Things You Might Not Know About Funeral Directors
They Are Good At Science, Business & Art
While some funeral directors focus more on the organisational side of the business, most funeral directors work in small (often family-run) businesses and need to know how to liaise with families, coordinate a service, advise on burial products, supervise cremations & burials, as well as how to embalm a body. Making a body look natural and peaceful isn’t easy and comes with the added pressure of meeting the expectations of families.
They Work Irregular Hours
If you want to go into the funeral industry, don’t expect to work 9-5. Funeral directors work long hours including evenings and weekends. You will likely be on an on-call schedule, ready to pick up bodies from hospitals and homes, whenever and wherever you are needed. Just like birth, death doesn’t run to a schedule.

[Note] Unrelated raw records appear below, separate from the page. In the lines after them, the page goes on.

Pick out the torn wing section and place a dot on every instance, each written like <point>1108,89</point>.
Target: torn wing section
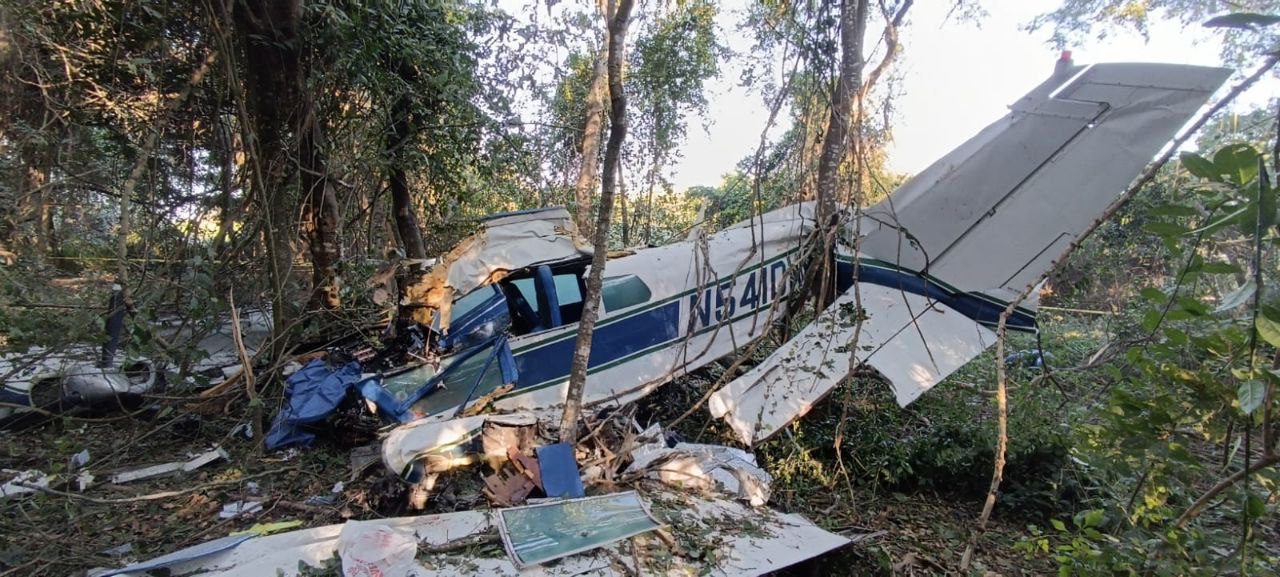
<point>912,339</point>
<point>992,215</point>
<point>947,248</point>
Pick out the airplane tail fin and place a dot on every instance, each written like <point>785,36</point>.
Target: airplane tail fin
<point>938,260</point>
<point>993,214</point>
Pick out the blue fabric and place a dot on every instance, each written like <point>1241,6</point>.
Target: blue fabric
<point>311,394</point>
<point>560,471</point>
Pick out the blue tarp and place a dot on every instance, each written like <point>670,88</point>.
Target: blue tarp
<point>310,394</point>
<point>560,471</point>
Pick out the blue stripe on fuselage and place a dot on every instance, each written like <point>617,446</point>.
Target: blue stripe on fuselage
<point>974,306</point>
<point>609,342</point>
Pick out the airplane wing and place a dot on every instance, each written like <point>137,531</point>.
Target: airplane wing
<point>946,251</point>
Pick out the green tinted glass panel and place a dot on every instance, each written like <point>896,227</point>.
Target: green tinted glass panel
<point>458,383</point>
<point>538,534</point>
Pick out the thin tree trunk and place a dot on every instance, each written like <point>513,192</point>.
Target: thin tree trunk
<point>225,179</point>
<point>320,221</point>
<point>588,164</point>
<point>402,202</point>
<point>835,145</point>
<point>617,23</point>
<point>622,198</point>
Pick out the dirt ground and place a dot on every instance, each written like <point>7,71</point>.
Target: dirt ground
<point>71,531</point>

They Don’t Always Feel Sad
A funeral director’s job can be physically and emotionally demanding, but that doesn’t mean there aren’t moments of laughter. A lot of families like to tell funny stories about their loved one, and there are occasions, usually with pre-planned funerals, where the deceased has made a humorous or outrageous request. Of course, there are times where the situation is just so devastating that it is impossible not to feel sad, but an ability to remain calm and composed is also part of the funeral director’s skillset.
They Enjoy Their Work
You might think that being around death all the time might make funeral directors morose. However, most feel an immense sense of satisfaction with their work. Helping people through an extremely difficult time is rewarding work and makes all the difficult tasks worthwhile.